TCP Throughput Calculator
One of the challenges we face in satellite communications networks is latency. Because of the inherent latecny of going to and from a geostationary satellite we immediately incur a 550ms latency penality. We can't change this, this is physics. So then we put up that super high speed satellite link, but are unpleasantly surprised to see relatively slow file transfers across this high speed, long distance link -- Bummer! Before you call tech support, let's do a quick calculation of what you should can realistically expect in terms of TCP throughput from one host to anotehr over this long distance link.
When using TCP to transfer data, the two most important factors are the TCP window size and the round trip latency. If you know TCP window size and the end to end latency, you can quickly calculate the maximium possible data transfer throughput between two hosts regardless of how much bandwidth you have.
Calculate TCP Throughput
Formula to Calculate TCP Throughput
TCP Window Size in Bits / Latency in Seconds = Bits Per Second throughput
Let's work through the example using the default values in the form above. We have a 100 MBPS satellite link from Antarctica to the New York City. If we try to transfer a large file from a server in New York to a server in Antarctica, what is the best throughput we can expect?

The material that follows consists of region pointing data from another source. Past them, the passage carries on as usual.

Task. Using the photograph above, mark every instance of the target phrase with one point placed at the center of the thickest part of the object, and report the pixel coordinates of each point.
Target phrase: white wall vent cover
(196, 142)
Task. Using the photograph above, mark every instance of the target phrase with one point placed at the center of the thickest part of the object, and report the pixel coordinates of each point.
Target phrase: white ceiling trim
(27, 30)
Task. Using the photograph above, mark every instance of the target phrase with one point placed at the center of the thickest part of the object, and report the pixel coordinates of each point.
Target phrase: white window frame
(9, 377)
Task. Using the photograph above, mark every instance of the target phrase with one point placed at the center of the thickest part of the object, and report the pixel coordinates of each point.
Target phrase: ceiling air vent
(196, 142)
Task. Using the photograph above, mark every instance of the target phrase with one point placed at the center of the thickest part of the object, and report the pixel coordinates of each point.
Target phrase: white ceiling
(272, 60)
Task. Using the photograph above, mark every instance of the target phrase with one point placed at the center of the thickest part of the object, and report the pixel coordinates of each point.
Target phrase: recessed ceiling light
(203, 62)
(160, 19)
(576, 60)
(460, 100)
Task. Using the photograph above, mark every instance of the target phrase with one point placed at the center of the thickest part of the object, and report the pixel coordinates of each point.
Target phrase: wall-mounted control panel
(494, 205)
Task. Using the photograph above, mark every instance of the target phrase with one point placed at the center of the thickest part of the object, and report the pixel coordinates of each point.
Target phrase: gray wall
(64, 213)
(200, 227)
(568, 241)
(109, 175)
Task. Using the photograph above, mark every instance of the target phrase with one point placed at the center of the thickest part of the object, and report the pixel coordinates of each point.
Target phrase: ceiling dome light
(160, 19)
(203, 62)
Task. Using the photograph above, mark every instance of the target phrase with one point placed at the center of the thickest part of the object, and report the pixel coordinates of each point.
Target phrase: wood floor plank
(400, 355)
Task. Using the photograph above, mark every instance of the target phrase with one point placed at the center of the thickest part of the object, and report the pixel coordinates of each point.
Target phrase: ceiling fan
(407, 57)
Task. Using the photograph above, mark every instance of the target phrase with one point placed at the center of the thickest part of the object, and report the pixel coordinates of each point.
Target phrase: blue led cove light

First we weill convert the TCP window size from bytes to bits. In this case, we are using the standard 64KB TCP window size of a Windows machine. 64KB = 65536 Bytes. 65536 * 8 = 524288 bits. Next, we take the TCP window in bits and divide it by the round trip latency of our link in seconds. Our latency is the satellite round trip latency plus any coding delay, so if our combined latency 750 ms, we will use 0.750 in our calculation.
524288 bits/ 0.750 seconds = 699,050 bits per second throughput = 699 Kbps maximum possible throughput. So although we may have a 100 MBPS these two sites, we should not expect more than 699 Kbps when transfering files between two servers given the window size and and latency.
Making it faster
What can we do to make it faster? Increase the TCP window size and/or reduce latency.
We can increase the TCP window size using a WAN accelerator at each end that uses a larger TCP window and other TCP optimizations such as TCP selective acknowledgements just between the accelerators on each end of the link, and does not requre any special tuning or extra memorty on the servers. The accelerators may also be able to employ Layer 7 application specific optimizations to reduce round trips required by the application.
We can reduce the latency by changing the coding algorithm we are using, and also again placing a WAN accelerator at each end that locally acknowledges the TCP segments to the local server, thereby fooling the servers into seeing very low LAN like latency for teh TCP data transfers. Because the local server is seeing very fast local acknowledgments, rather than waiting for the far end server to acknowledge, is the very reason we do not need to adjust the TCP window size.